Efficacy of S. aureus EVs (SEVs) vaccination on protection against lethality induced by S. aureus lung infection.

(A) Determination of lethal and sub-lethal doses of S. aureus in mouse pneumonia model. Survival rates in mice were evaluated after oropharyngeal application with different doses (1 × 108, 2 × 108, 3 × 108 and 4 × 108 CFU) of S. aureus. Survival was monitored every 12 h for 3 days (n = 10, each group). (B) Histologic image of mouse lung after oropharyngeal application of S. aureus (1 × 108 CFU) 24 h post-infection. (C) Study protocol for SEV-immunization and challenge of the lethal dose (4 × 108 CFU) of S. aureus. SEVs and sham (PBS) were injected intramuscularly at weekly intervals for 3 weeks, and then S. aureus was applied via oropharyngeal route one week after the last immunization. (D) Efficacy of different doses (1, 5, and 10 μg) of SEV vaccination. Survival was monitored every 12 h for 3 days (n = 10, each group). (E) Efficacy of SEV vaccination according to immunization frequency.
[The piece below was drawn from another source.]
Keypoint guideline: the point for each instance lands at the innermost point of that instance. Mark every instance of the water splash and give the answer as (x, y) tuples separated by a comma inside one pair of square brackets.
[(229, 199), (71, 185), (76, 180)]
Survival rates were monitored every 12 h for 3 days in mice immunized with SEVs (5 μg) once, twice, or three times (n = 10, each group).

Effect of SEV vaccination on protection against S. aureus-induced pneumonia

To assess the efficacy of SEVs vaccine candidate on the protection against S. aureus-induced pneumonia, mice immunized three times with SEVs (5 μg) or sham injections, were oropharyngeally applied with the sub-lethal dose of S. aureus (1 × 108 CFU), and were monitored for 24 h after the challenge. The lung tissues of SEV-immunized mice had almost no bacteria burdens, but the lung tissues of sham-immunized mice showed bacterial colonies (Fig 3A). Histologically, inflammatory exudates (pneumonic consolidation) were present in alveolar spaces 24 h after S. aureus infection only in the tissues isolated from sham-immunized mice (Fig 3B). In addition, in vivo imaging system (IVIS) spectrometry analyses showed reduction in the signals for S. aureus in the whole body and in the lung of mice immunized with SEVs, whereas stronger signals for S. aureus was detected for sham-immunized mice compared to SEV-immunized mice (Fig 3C and 3D). To evaluate the degree of onset of systemic inflammation in mice with S. aureus-induced pneumonia, we measured the level of IL-1β and IL-6 in blood as the representative cytokines for systemic induction of sepsis. Significant reductions of both cytokines were detected in SEV-immunized mice compared with sham-immunized mice (Fig 3E). Taken together, these findings indicate an effective vaccination efficacy of SEV immunization against S. aureus pneumonia.

Fig 3

Efficacy of SEV vaccination on protection against pneumonia induced by sub-lethal dose of S. aureus.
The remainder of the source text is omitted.